El enojó que me pasó

16 de septiembre de 2021

Diego Rodrigo Vázquez Romero escribe: Parecía que, bajo presión, se volvían más torpes, cometían errores innecesarios, hasta parecían idiotas. A veces pensaba que se ponían de acuerdo para regarla en colectivo

Las últimas semanas han sido muy intensas, tengo que reconocer que me he sentido demasiado estresado. Por las noches rechino los dientes y de pronto me despierto en la madrugada, sudando. Doy vueltas y vueltas en la cama tratando de que el sueño regrese, pero no lo consigo. He intentado meditar, hacer respiraciones, pero estos pensamientos no me dejan en paz… y así se me van las horas.
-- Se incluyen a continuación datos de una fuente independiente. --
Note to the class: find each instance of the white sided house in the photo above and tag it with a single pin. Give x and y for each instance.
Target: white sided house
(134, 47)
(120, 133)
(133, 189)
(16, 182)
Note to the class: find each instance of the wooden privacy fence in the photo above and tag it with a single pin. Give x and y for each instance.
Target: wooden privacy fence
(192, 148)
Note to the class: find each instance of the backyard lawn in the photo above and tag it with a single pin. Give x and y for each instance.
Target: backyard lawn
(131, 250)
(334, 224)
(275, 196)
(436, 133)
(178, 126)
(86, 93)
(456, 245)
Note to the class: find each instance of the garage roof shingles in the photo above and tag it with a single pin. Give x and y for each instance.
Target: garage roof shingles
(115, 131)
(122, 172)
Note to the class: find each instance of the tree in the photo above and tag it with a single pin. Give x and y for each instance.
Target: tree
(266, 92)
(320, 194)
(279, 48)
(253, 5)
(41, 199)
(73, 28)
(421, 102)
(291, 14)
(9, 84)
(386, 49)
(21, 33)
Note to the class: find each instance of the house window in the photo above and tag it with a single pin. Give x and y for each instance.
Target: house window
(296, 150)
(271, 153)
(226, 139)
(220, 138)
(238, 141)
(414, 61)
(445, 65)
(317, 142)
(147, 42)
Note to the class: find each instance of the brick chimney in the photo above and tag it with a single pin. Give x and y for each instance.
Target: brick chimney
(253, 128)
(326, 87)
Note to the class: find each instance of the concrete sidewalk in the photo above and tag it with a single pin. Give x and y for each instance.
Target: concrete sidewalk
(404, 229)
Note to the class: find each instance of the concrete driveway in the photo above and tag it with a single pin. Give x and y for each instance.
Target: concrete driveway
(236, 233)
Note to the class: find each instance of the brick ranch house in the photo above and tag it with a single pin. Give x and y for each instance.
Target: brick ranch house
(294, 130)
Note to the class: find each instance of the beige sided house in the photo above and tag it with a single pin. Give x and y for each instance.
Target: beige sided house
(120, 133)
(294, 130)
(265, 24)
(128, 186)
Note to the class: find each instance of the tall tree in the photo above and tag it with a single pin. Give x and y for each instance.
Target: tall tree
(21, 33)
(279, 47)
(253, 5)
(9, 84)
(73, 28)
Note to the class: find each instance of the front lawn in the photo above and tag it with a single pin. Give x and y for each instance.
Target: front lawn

Para cuando me vence el sueño, ya me tengo que despertar. Durante el día me siento aletargado, cansado y con un humor de los mil diablos.

Las ventas estaban muy mal, nos estábamos quedando sin dinero. El equipo avanzaba lento, no se habían podido concretar los plazos que les fijé para que llegaran a sus metas, no me quedó más que presionarlos para que le echaran ganas, necesitaba resultados pronto, sino todo se iba al cuerno. Muy en el fondo sabía que ni así la íbamos a librar.

Cuando empecé a chambear, aprendí a responder bajo presión, a sacar la chamba, a salvar las papas del fuego, a rifarme, pues. Me siento cómodo bajo presión. Trabajando así, es cuando disfruto más, sobre todo cuando estoy saturado, o me faltan manos para sacar el barco a flote… y cuando lo logro… ahhh, ¡qué maravilla de sentimiento! Ni superman se siente así, me cae.

Hoy en día los chavos están mal acostumbrados, no aguantan nada, si les alzas tantito la voz o no les pides las cosas por favor… no, no, no… olvídate. En mi equipo había pura gente así, parecía que bajo presión, se volvían más torpes, cometían errores innecesarios, hasta parecían idiotas. A veces pensaba que se ponían de acuerdo para regarla en colectivo y yo no lo podía permitir. Si las cosas seguían igual, nos íbamos a ir a la quiebra e iba a ser por culpa de estos tarados.

Es terrible esto que me está pasando, ¿por qué tengo que depender de gente tan imbécil? No paro de pensar que todo fue una conspiración para que las cosas salieran mal. 

Desde mi oficina vigilaba que todos estuvieran ocupados en sus lugares trabajando. Pero cómo será la gente que, aun sabiendo cómo estaba la situación, se tardaban horas en el baño, se la pasaban platicando o llegando tarde y se querían ir temprano. Por eso los llamaba antes de la hora de salida para que me dijeran cómo habían avanzado en sus pendientes. Tenía que hacer cortes diarios y traerlos a raya para que entendieran y se aplicaran. Siempre se enojaron porque se tenían que quedar más tiempo, pero, pues la chamba es la chamba. 

Traté de darles el ejemplo siendo el primero en llegar y el último en irse, pero estos chavos, nunca agarraron la onda, no se pusieron la camiseta.

En una junta, a una de las chavas nuevas se le ocurrió decirme que los estaba presionando mucho, que necesitaba unos días para descansar y que la mayoría pensaba lo mismo. Sentí una presión en las sienes y un calor imparable que me surgía en el estómago. Respiré tres veces y les pregunté a los demás… nadie dijo nada. En ese momento se me nubló la vista y una presión furiosa se me concentró en la cabeza, no pude pensar y no supe qué pasó. De plano me bloquee.

Me dijeron que le grité a la muchacha que se largara. Dijeron que como ella se quedó congelada, agarré una silla y la reventé en la mesa y luego en la pared, que rompí unos cristales. Dijeron que empezó a llorar desconsolada por el miedo y que estuve a punto de golpearla. Me dijeron que entre tres me tiraron al suelo y que aun así, seguí aventando cosas y no dejé de gritarle a la mujer. Me dijeron que mordí a uno de los que me tenían en el suelo y que están preparando una demanda colectiva.

Llevo varias noches sin dormir, se me fue el sueño, me quedé sin empleados, sin proyectos y sin esperanzas… Todo por culpa de esos chavos que no se aplicaron. Ya no sé qué voy a hacer.